Gegen die landläufige antihomosexuelle Sozialisation sind zwar keine Kräuter gewachsen, aber Bücher geschrieben worden



Zur Erhellung der GESCHICHTE DER HOMOSEXUALITÄT(EN) sind in den letzten dreißig Jahren erstaunliche Leistungen erbracht worden. Einige davon als »klassisch« zu bezeichnende Werke sind kaum oder gar nicht mehr zu haben. Im ghettoisiert schwulen »Selbstbewusstsein« spielen sie eh keine Rolle.

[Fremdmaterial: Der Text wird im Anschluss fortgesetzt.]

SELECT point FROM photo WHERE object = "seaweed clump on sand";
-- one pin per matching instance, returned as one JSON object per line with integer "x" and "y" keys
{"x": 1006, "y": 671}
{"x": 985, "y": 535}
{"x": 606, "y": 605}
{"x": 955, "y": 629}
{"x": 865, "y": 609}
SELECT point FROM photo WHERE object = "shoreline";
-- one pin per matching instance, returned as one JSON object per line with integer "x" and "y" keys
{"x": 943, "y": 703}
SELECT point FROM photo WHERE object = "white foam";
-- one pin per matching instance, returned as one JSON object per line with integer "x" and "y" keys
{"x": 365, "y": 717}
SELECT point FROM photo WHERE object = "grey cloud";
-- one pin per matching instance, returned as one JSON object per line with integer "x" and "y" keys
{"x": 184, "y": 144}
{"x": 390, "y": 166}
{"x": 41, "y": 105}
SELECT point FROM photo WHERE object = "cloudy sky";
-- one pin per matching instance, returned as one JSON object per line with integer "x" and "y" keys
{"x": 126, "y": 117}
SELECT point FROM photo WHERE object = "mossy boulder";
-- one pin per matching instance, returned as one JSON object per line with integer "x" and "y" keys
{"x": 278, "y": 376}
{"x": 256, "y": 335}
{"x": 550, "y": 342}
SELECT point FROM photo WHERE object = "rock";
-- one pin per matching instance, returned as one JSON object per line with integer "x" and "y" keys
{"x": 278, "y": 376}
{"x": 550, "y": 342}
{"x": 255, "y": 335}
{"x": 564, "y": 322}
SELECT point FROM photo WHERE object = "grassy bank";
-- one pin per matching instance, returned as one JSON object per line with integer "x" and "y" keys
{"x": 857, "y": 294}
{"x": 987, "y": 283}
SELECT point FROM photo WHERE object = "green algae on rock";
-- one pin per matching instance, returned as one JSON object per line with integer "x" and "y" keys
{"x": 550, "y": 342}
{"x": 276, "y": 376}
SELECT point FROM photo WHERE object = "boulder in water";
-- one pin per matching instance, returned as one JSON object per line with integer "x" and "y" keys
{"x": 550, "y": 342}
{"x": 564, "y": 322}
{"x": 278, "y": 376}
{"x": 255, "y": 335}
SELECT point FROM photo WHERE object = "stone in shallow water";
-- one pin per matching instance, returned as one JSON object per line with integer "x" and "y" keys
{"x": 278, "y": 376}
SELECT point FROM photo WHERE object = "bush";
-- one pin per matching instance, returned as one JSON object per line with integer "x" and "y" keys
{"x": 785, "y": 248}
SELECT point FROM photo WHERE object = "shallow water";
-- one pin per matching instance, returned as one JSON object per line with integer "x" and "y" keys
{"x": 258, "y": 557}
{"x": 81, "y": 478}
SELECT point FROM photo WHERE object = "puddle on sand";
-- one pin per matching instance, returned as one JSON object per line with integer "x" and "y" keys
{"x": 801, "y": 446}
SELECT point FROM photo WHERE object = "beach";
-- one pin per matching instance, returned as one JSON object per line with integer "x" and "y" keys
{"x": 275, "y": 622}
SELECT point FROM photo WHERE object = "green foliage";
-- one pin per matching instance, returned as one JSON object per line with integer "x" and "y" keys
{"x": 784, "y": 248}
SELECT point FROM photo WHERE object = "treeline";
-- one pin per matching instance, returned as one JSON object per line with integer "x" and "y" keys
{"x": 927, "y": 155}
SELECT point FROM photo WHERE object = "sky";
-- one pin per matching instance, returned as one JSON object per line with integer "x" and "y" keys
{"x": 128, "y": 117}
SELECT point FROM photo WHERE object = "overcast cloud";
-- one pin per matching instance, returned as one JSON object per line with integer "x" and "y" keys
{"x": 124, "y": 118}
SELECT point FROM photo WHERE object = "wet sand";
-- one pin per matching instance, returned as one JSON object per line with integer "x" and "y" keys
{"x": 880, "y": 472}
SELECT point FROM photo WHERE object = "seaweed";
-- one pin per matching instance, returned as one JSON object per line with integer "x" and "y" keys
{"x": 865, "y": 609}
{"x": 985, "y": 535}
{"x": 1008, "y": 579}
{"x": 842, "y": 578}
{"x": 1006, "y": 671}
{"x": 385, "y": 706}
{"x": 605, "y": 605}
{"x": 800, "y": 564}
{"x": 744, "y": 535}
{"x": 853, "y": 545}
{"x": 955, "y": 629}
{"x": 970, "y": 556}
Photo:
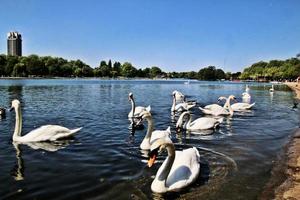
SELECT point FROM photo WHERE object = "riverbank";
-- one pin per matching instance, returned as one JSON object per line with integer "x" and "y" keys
{"x": 287, "y": 169}
{"x": 295, "y": 87}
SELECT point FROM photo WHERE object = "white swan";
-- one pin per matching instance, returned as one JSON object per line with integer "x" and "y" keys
{"x": 181, "y": 106}
{"x": 240, "y": 106}
{"x": 215, "y": 106}
{"x": 202, "y": 123}
{"x": 246, "y": 96}
{"x": 152, "y": 135}
{"x": 136, "y": 111}
{"x": 272, "y": 89}
{"x": 179, "y": 170}
{"x": 247, "y": 89}
{"x": 43, "y": 133}
{"x": 179, "y": 96}
{"x": 226, "y": 110}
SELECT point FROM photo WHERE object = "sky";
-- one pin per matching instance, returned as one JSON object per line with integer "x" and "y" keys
{"x": 174, "y": 35}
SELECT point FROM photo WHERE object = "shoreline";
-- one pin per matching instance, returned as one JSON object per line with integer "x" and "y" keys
{"x": 285, "y": 175}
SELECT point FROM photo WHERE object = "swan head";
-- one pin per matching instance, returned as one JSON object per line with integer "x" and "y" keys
{"x": 221, "y": 98}
{"x": 145, "y": 114}
{"x": 232, "y": 97}
{"x": 157, "y": 146}
{"x": 179, "y": 123}
{"x": 15, "y": 104}
{"x": 130, "y": 96}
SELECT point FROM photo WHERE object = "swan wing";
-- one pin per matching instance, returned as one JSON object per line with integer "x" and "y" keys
{"x": 203, "y": 123}
{"x": 213, "y": 106}
{"x": 48, "y": 133}
{"x": 138, "y": 110}
{"x": 185, "y": 169}
{"x": 241, "y": 106}
{"x": 159, "y": 134}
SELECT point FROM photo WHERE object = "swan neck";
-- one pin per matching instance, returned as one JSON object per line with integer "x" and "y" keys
{"x": 188, "y": 125}
{"x": 169, "y": 162}
{"x": 132, "y": 107}
{"x": 228, "y": 106}
{"x": 174, "y": 104}
{"x": 149, "y": 129}
{"x": 18, "y": 124}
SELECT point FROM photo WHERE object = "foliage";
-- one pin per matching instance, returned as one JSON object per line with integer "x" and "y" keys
{"x": 273, "y": 70}
{"x": 33, "y": 65}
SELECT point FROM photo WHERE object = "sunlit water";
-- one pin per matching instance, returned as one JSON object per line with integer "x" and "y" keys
{"x": 103, "y": 160}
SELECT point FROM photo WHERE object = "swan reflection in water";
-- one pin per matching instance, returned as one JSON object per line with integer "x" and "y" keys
{"x": 18, "y": 170}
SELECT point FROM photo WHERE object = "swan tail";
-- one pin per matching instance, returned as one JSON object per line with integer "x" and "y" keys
{"x": 73, "y": 131}
{"x": 220, "y": 120}
{"x": 148, "y": 108}
{"x": 197, "y": 153}
{"x": 169, "y": 130}
{"x": 252, "y": 105}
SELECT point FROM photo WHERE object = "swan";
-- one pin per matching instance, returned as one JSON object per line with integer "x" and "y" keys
{"x": 202, "y": 123}
{"x": 247, "y": 89}
{"x": 179, "y": 170}
{"x": 226, "y": 110}
{"x": 152, "y": 135}
{"x": 215, "y": 106}
{"x": 43, "y": 133}
{"x": 240, "y": 106}
{"x": 246, "y": 96}
{"x": 2, "y": 112}
{"x": 179, "y": 96}
{"x": 272, "y": 89}
{"x": 136, "y": 111}
{"x": 181, "y": 106}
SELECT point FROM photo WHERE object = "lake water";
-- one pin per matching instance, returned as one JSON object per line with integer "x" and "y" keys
{"x": 103, "y": 160}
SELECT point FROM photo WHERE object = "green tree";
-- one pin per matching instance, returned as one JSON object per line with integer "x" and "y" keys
{"x": 155, "y": 71}
{"x": 128, "y": 70}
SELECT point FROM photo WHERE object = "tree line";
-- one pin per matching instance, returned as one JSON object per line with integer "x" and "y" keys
{"x": 279, "y": 70}
{"x": 47, "y": 66}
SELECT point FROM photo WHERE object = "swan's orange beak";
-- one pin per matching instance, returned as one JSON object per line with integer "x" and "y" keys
{"x": 151, "y": 160}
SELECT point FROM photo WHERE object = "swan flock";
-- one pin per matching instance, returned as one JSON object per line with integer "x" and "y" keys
{"x": 180, "y": 168}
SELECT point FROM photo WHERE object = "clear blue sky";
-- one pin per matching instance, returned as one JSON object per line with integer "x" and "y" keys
{"x": 172, "y": 34}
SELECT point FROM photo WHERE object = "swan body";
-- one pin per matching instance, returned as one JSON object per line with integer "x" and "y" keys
{"x": 272, "y": 89}
{"x": 247, "y": 89}
{"x": 2, "y": 112}
{"x": 136, "y": 110}
{"x": 179, "y": 96}
{"x": 242, "y": 106}
{"x": 43, "y": 133}
{"x": 152, "y": 135}
{"x": 215, "y": 106}
{"x": 179, "y": 170}
{"x": 181, "y": 106}
{"x": 217, "y": 111}
{"x": 202, "y": 123}
{"x": 246, "y": 96}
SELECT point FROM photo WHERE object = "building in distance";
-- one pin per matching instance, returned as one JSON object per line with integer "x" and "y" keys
{"x": 14, "y": 44}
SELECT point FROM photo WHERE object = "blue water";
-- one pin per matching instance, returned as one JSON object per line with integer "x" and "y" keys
{"x": 103, "y": 160}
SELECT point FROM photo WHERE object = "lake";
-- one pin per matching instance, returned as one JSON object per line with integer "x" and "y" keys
{"x": 103, "y": 161}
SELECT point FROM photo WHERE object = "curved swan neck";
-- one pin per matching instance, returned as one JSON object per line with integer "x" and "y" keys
{"x": 174, "y": 104}
{"x": 18, "y": 123}
{"x": 188, "y": 124}
{"x": 169, "y": 162}
{"x": 132, "y": 106}
{"x": 149, "y": 129}
{"x": 228, "y": 106}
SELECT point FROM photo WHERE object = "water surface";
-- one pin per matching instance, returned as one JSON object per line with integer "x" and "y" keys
{"x": 104, "y": 161}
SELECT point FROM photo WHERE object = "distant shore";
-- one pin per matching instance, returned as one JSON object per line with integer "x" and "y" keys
{"x": 296, "y": 87}
{"x": 288, "y": 167}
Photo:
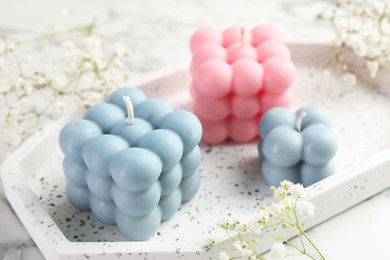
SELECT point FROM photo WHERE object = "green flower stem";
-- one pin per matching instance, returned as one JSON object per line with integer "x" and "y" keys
{"x": 312, "y": 244}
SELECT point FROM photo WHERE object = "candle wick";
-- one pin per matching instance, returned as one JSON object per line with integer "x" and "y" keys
{"x": 298, "y": 123}
{"x": 243, "y": 37}
{"x": 130, "y": 109}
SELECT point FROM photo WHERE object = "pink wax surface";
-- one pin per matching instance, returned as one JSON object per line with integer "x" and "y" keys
{"x": 237, "y": 76}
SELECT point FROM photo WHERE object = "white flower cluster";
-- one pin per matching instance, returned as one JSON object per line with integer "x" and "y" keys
{"x": 290, "y": 211}
{"x": 363, "y": 27}
{"x": 85, "y": 67}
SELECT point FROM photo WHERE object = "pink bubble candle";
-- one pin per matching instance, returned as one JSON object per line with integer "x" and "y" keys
{"x": 237, "y": 76}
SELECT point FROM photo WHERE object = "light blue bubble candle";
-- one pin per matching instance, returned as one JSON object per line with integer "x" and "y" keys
{"x": 132, "y": 161}
{"x": 298, "y": 147}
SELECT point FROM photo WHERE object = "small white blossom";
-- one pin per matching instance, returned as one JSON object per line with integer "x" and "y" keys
{"x": 60, "y": 82}
{"x": 297, "y": 191}
{"x": 349, "y": 79}
{"x": 5, "y": 85}
{"x": 64, "y": 14}
{"x": 275, "y": 209}
{"x": 223, "y": 256}
{"x": 121, "y": 49}
{"x": 243, "y": 247}
{"x": 59, "y": 29}
{"x": 26, "y": 59}
{"x": 358, "y": 45}
{"x": 305, "y": 209}
{"x": 278, "y": 251}
{"x": 373, "y": 67}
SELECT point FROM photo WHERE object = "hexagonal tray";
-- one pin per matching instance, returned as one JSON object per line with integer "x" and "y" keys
{"x": 231, "y": 181}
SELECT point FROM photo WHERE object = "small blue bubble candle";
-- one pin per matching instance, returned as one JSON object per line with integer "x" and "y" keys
{"x": 298, "y": 147}
{"x": 132, "y": 161}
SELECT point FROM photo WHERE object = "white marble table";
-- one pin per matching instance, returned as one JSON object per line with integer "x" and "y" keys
{"x": 158, "y": 33}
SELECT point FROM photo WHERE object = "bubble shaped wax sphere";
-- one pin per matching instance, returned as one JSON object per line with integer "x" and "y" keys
{"x": 236, "y": 34}
{"x": 275, "y": 117}
{"x": 283, "y": 146}
{"x": 270, "y": 48}
{"x": 103, "y": 210}
{"x": 75, "y": 171}
{"x": 136, "y": 97}
{"x": 136, "y": 204}
{"x": 135, "y": 169}
{"x": 170, "y": 180}
{"x": 100, "y": 187}
{"x": 138, "y": 228}
{"x": 78, "y": 196}
{"x": 247, "y": 77}
{"x": 98, "y": 152}
{"x": 279, "y": 74}
{"x": 152, "y": 110}
{"x": 214, "y": 78}
{"x": 238, "y": 80}
{"x": 265, "y": 32}
{"x": 132, "y": 133}
{"x": 170, "y": 204}
{"x": 105, "y": 115}
{"x": 186, "y": 125}
{"x": 166, "y": 144}
{"x": 75, "y": 134}
{"x": 129, "y": 161}
{"x": 298, "y": 147}
{"x": 190, "y": 161}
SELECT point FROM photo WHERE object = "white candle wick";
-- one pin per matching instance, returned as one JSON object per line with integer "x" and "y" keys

ERNEST BORNEMANNS PATRIARCHAT (1975) beispielsweise ist seit Jahren nicht mehr erhältlich; es wird nicht einmal mehr in jenem Katalog mit dem recht willkürlichen Titel 100 JAHRE SCHWULENBEWEGUNG (1997) genannt DER GEWÖHNLICHE HOMOSEXUELLE (1974) mag, statistisch gesehen, gewiss in einigem längst durch die gesellschaftlichen Errungenschaften der Frauen-, Lesben- und Schwulenbewegungen überholt sein. Doch enthält dieser Text von MARTIN DANNECKER und REIMUT REICHE Passagen, etwa über Normalitätskonzepte, Heterosexualität als kollektive Neurose und die identifikationsfördernde Rolle der Vorurteile (z.B. S. 348-350), die in jeder Anthologie einen Platz für ihre gesellschaftsanalytische Brillanz beanspruchen und bis heute an Gültigkeit nichts zu wünschen übrig lassen! Auch GISELA BLEIBTREU-EHRENBERGS Standardwerk TABU HOMOSEXUALITÄT. DIE GESCHICHTE EINES VORURTEILS (1978), eine subtile wissenschaftliche Gesamtschau zur Kultur- und Rechtsgeschichte seit den Germanen, blieb im o.g. Katalog unerwähnt. Die Autorin beschreibt vor allem, wie aus machtpolitischen Interessen durch Dokumentenfälschung juristisch der Boden für Diskriminierung und Repression bereitet wurde, die, weitergeschleppt, verfälscht und ausgebaut, noch im Faschismus wirken. Das Buch gibt so nicht zuletzt eine Geschichte des deutschen § 175 - und damit unserer Gesetzesfindung - und räumt mit vielen, v.a. antiklerikalen Geschichtsklischees auf. Da BLEIBTREU-EHRENBERG ihre Quellen sehr genau darlegt, eröffnet sie einen schwindelerregenden Einblick in die Voraussetzungen einer tragischen, Jahrhunderte währenden und dennoch nach wie vor brisanten Entwicklung. Unglaublich, dass selbst Rechtsinteressierte (von Akademikern - und gar erst lesbischschwulen JournalistInnen - ganz zu schweigen) dieses Buch nicht kennen - die ignoranzfördernde Funktion kollektiver Vorurteile?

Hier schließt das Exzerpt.